The lawyer representing a Catholic group who is refusing sign a waiver exempting them from providing birth control coverage for their employees as required by the federal government said on Sunday that God had instructed them not to sign the form -- and so they had to take the case to the Supreme Court.
During a debate on Fox News, NARAL Pro-Choice America President Ilyse Hogue pointed out that the Affordable Care Act had struck a balance of allowing non-profit religious organizations to opt-out from providing birth control coverage while attempting to provide care for the vast majority of women in the country.
"This law was intended to uphold religious liberty and, yet, make sure that no one else was making my health care decisions based on their beliefs," Hogue explained, turning to Little Sisters of the poor attorney Mark Rienzi. "So in this case, it's beyond me actually why Mr. Rienzi doen't just instruct his client to sign the form because no one's going to get contraception and they can get back to doing the great work that they do to care for the elderly."
Rienzi, however, argued that the Little Sisters of the Poor were not permitted to sign the form for "religious" reasons.

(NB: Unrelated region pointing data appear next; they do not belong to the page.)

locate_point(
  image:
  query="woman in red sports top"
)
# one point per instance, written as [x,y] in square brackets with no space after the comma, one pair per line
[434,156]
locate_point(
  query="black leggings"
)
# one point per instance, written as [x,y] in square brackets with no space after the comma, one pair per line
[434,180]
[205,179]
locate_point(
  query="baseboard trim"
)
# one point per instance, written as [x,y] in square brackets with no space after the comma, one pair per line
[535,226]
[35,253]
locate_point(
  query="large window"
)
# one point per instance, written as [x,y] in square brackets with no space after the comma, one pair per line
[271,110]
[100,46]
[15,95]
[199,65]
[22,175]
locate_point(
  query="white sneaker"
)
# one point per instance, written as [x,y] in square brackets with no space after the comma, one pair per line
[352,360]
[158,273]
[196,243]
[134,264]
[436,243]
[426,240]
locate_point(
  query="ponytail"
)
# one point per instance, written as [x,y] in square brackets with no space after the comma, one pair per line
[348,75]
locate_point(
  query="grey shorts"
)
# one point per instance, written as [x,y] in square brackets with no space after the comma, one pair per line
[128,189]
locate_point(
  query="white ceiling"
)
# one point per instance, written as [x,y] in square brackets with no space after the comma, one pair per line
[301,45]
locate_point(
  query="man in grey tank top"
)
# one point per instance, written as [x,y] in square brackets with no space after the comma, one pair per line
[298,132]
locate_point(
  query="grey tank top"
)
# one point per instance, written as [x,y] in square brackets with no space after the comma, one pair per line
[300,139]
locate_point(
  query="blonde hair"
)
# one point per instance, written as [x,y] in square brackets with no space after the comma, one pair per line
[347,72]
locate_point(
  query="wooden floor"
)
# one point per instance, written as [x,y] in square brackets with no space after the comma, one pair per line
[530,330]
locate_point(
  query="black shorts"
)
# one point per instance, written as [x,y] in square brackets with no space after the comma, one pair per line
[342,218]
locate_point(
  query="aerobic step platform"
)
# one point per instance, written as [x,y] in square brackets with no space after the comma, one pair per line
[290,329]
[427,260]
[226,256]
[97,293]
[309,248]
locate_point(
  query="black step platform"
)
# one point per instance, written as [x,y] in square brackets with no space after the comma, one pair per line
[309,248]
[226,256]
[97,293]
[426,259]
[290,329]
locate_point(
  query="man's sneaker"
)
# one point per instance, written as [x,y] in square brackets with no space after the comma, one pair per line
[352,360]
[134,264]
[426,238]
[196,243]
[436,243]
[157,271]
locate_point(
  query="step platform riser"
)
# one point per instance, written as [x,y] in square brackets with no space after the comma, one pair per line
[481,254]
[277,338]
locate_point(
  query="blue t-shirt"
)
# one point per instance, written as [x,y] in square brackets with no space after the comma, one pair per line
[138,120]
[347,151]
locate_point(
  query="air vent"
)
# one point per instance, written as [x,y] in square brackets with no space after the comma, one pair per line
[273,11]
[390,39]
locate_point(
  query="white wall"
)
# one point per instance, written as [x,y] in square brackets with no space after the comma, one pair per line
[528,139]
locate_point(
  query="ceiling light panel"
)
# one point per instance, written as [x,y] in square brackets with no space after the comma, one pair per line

"This form self-certifies, in fact, that the Sisters actually don't condone contraception," Hogue insisted.
"Signing this form is not akin to you signing a contract for your house," Rienzi replied. "It's something that the Little Sisters of the Poor, who are obviously deeply religious people say their god tells them not do."
"And so for the government to say, 'You must sign that form or we will crush the nursing homes that you use to care for the elderly and poor' makes no sense at all."